PAKISTAN
Bombings kill five
A pair of bombings targeting police in Peshawar yesterday killed five people, including a senior police officer. In the most deadly attack, a suicide bomber struck a vehicle carrying Rasheed Khan, the deputy superintendent of police in southern Peshawar, killing him and three others, including his driver, one of his guards and a passer-by, police official Shafqat Malik said. Seven people were wounded in the attack, which took place on the outskirts of Peshawar, he said. Less than three hours later, a roadside bomb hit a police vehicle on patrol, killing one policeman and wounding three others, police official Fazle Wahid said. The bombing took place several kilometers away from the first attack.
JAPAN
Ozawa charged over scandal
Ruling party powerbroker Ichiro Ozawa was charged yesterday over a funding scandal, a court spokesman said, a widely expected judicial move that could widen a rift in the ruling party over whether he should leave the party. Ozawa’s indictment will give fresh ammunition to opposition parties who control parliament’s upper house and are refusing to join multiparty talks on tax reform to curb the country’s huge debt. They are instead trying to force Prime Minister Naoto Kan to either resign or call a snap election for the powerful lower chamber.
SRI LANKA
News offices set alight
Unidentified attackers in Colombo set ablaze the offices of an anti-establishment news Web site yesterday. The lankaenews.com premises were torched in a pre-dawn attack, but there were no reports of casualties, a police officer at the scene said. Yesterday’s attack appeared similar to the July burning of a private television station, Siyatha, in Colombo. In January 2009, another independent television station, Maharaja Television, was bombed by an unidentified group of people. A spokesman for President Mahinda Rajapakse’s office said he had ordered police to carry out a thorough investigation.
NEW ZEALAND
Jackson in stable condition
Lord of the Rings director Sir Peter Jackson is in stable condition in the intensive care unit of Wellington Hospital after surgery for a perforated ulcer. Publicist Melissa Booth said yesterday that Jackson was “doing well,” but would be in the hospital for at least a few more days. She said doctors expect Jackson to make a full recovery. He was admitted to Wellington Hospital on Wednesday after complaining of acute stomach pains.
BOLIVIA
Flood claims 34 lives
At least 34 people were killed when a river near Pampahuas burst its banks, sweeping away a passenger bus and a truck, authorities said on Sunday. Bodies have been washing up on the banks of the Mollepunku River since the incident late on Friday near the town, which is 700km southeast of La Paz, police said.
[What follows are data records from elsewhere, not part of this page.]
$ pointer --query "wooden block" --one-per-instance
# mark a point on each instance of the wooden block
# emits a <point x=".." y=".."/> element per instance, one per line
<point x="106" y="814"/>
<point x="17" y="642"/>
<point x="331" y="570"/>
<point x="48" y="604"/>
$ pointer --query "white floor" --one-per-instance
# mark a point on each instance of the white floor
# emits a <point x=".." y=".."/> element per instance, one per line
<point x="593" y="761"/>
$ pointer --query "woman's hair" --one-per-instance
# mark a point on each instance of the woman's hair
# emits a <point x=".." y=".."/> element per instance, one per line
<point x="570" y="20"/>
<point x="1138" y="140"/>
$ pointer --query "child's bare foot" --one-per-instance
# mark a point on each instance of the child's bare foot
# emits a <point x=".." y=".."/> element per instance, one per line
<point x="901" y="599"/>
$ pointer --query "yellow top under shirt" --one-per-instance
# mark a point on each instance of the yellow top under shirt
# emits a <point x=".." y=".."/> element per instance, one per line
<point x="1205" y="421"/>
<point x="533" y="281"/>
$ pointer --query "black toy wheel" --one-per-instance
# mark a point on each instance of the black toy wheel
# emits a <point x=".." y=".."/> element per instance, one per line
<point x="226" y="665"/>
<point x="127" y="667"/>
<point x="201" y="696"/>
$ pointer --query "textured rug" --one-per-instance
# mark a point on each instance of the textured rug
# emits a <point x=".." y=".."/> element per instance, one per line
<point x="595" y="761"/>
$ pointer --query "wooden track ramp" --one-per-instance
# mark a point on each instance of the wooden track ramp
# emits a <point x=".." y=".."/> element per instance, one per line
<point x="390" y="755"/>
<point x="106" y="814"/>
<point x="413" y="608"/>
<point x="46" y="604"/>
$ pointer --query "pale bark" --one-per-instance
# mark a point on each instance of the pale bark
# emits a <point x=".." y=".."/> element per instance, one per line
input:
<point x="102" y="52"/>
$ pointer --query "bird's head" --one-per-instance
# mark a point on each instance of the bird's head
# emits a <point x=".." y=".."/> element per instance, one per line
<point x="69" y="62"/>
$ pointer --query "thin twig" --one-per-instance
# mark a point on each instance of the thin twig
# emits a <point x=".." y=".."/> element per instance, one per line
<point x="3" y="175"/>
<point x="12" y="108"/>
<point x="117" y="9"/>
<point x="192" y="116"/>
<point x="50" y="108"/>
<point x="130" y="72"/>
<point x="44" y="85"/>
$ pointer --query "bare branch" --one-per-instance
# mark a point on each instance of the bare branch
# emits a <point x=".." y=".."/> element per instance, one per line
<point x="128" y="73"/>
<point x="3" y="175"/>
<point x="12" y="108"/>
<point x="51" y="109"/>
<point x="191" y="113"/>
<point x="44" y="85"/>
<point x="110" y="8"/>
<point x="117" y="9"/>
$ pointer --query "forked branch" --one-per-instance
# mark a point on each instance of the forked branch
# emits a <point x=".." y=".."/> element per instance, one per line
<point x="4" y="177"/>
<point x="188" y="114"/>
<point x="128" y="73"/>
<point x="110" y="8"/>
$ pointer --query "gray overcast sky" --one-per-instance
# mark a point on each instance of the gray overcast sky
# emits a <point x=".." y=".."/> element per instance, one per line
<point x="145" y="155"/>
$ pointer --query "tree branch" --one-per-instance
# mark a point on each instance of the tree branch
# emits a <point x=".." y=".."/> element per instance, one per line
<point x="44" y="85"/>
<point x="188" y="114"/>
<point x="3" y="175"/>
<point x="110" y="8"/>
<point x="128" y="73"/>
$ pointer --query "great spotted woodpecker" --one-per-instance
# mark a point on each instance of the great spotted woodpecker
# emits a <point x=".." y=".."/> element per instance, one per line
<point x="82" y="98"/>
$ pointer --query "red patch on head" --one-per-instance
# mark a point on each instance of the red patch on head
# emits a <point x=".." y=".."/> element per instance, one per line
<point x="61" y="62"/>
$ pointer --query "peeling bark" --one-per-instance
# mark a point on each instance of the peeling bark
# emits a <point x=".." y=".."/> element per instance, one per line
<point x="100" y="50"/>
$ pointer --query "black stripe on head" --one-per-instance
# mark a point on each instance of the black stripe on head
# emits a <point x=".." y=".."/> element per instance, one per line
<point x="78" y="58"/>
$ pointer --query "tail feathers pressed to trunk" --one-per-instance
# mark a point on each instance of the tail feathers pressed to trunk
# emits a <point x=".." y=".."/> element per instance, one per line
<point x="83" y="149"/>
The passenger bus had been carrying 39 people, and regional police commander Iver Marquez said the truck was carrying two people at the time of the accident, indicating the final death toll may rise. Firefighters were on the scene recovering bodies and locating any survivors, Marquez said.
VENEZUELA
Military arms depot explodes
A fire and a series of explosions tore through a military arms depot on Sunday, killing one person and leading authorities to evacuate thousands of people. About 10,000 residents fled their homes in areas up to several kilometers from the site as the burning ammunition produced powerful blasts, officials said. The cause of the pre-dawn fire was unclear. Hours after the initial explosions, faint booms could still be heard in the distance as clouds of white smoke rose from the area alongside hills in Maracay, 100km west of Caracas. Vice President Elias Jaua said state television that authorities were investigating — and suggested they weren’t ruling out sabotage.
IRAN
Porn site operators get death
The courts on Sunday sentenced two people to death for running porn sites, Prosecutor General Abbas Jafari Dolatabadi said, according to the IRNA news agency. “Two administrators of porn sites have been sentenced to death in two different [court] branches and [the verdicts] have been sent to the supreme court for confirmation,” Dolatabadi said, without naming the two convicts. In December last year, Canada expressed concern about the reported death sentence handed down to an Iranian-born Canadian resident for allegedly designing an adult Web site.
ISRAEL
Activist jailed nine years
A court sentenced an Israeli-Arab human rights activist to nine years in prison on Sunday after convicting him last year of spying for the Lebanese organization Hezbollah. Amir Makhoul had confessed to the spying charge as part of a plea bargain at Haifa District Court, which added a further year’s suspended sentence to the nine years behind bars. Makhoul initially pleaded not guilty, but agreed to enter a new plea in exchange for reduced charges and to drop his previous complaints of maltreatment while under interrogation. In October last year, the three-judge panel at the Haifa court found Makhoul guilty of passing information to Hezbollah on the location of several secret installations in Israel and of passing information on various other matters to the group.
UNITED KINGDOM
Composer John Barry dies
Oscar-winning composer John Barry, who wrote the scores to Out of Africa, Dances With Wolves and numerous Bond films, has died at the age of 77, the BBC reported yesterday, citing relatives. John Barry Prendergast died of a heart attack, the broadcaster said.Barry won five Oscars for his work on Out of Africa, Dances With Wolves, The Lion in Winter and Born Free, for which he won best song and best music score.He also composed scores for a string of James Bond films, among them Goldfinger and You Only Live Twice.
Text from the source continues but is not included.